This is a simple software design problem in LeetCode. So according to problem we have to create a datastruccture which will return the kth_largest element every time we add element in this datastructure.
Intutive Approach
This soltuion can be pretty intutive just insert the new element and sort the list in reverse order and return the array the K index element.
The code would look like this:
class kthLargest:
def __init__(self, k: int, nums: list[int]):
self.k = k
self.nums = nums
def add(self, n: int) -> int:
self.nums.append(n)
self.nums.sort(reverse=True)
if len(self.nums) >= self.k:
return self.nums[k-1]
else:
return self.nums[-1]
Time Complexity: O(nlog(n))
Space Complexity: O(n)
Using Priority Queue
Now the previous solution is fine and great but this can be improved by using Priority queue. In Priority queue removing smallest elements takes O(1) time. So if you read the question we just need to store the top K largest element every time a new element is added.
Now the approach should be clear that every time new data is added we remore the smallest element until the size of heap is same as k or smaller.
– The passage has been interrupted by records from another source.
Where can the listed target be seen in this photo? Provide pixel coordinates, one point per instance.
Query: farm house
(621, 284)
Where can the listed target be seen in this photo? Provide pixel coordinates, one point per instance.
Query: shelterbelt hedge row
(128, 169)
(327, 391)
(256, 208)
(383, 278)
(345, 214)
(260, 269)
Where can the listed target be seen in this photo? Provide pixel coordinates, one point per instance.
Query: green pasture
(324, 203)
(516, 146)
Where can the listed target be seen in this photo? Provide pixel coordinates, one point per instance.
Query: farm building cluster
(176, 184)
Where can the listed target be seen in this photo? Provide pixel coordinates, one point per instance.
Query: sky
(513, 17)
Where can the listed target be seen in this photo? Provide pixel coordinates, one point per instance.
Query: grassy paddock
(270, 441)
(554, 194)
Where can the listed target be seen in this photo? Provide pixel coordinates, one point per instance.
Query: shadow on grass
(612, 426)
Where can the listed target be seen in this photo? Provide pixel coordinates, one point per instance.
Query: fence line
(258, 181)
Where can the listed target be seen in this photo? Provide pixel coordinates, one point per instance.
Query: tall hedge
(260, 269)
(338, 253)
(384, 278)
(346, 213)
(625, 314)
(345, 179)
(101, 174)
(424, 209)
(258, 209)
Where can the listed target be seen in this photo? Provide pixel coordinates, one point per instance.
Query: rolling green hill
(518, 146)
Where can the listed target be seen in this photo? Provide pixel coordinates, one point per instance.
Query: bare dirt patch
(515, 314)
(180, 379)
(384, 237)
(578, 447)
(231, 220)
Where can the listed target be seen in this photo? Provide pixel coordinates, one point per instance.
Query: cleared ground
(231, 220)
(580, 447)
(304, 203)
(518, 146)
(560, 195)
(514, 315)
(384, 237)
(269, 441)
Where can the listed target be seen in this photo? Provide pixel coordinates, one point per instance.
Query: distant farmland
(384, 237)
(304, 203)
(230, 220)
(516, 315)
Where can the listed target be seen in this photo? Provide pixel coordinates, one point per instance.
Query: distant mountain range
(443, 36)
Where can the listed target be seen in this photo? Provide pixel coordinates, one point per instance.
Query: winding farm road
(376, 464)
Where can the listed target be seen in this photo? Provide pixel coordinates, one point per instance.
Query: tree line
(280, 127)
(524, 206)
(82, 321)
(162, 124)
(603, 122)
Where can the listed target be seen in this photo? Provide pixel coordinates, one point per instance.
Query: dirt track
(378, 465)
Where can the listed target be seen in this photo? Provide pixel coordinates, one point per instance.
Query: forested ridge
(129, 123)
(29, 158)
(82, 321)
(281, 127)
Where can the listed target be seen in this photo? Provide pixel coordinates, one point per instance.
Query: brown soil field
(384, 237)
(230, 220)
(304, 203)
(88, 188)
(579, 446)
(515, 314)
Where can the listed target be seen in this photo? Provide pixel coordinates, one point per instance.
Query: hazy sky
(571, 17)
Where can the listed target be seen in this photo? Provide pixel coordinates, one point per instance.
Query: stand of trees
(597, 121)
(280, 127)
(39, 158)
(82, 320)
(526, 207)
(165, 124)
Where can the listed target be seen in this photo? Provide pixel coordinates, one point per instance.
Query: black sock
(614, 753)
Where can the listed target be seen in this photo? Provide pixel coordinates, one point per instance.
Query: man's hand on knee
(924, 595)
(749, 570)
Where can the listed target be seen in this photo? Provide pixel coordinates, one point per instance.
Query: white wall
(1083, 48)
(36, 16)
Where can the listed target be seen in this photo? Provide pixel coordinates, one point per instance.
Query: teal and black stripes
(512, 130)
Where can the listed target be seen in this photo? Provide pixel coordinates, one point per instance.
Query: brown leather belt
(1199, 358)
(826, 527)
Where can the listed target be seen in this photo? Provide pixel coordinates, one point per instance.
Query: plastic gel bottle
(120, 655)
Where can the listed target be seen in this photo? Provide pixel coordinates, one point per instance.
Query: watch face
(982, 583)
And finally return the last element in the array.
The code look like this:
import heapq
class KthLargest:
def __init__(self, k: int, nums: list[int]):
# Initialize the class with k and a list of integers
self.k = k
self.heap = nums
# Convert the list into a min-heap using heapq.heapify
heapq.heapify(self.heap)
# Keep only the k largest elements in the heap
while len(self.heap) > self.k:
heapq.heappop(self.heap)
def add(self, n: int) -> int:
# Add the new element to the heap
heapq.heappush(self.heap, n)
# Ensure that the heap maintains the k largest elements
while len(self.heap) > self.k:
heapq.heappop(self.heap)
# Return the current kth largest element, which is the smallest in the heap
return self.heap[0]
Time Complexity: O(n)
Space Complexity: O(n)
Hope this helps you understand this prbolem.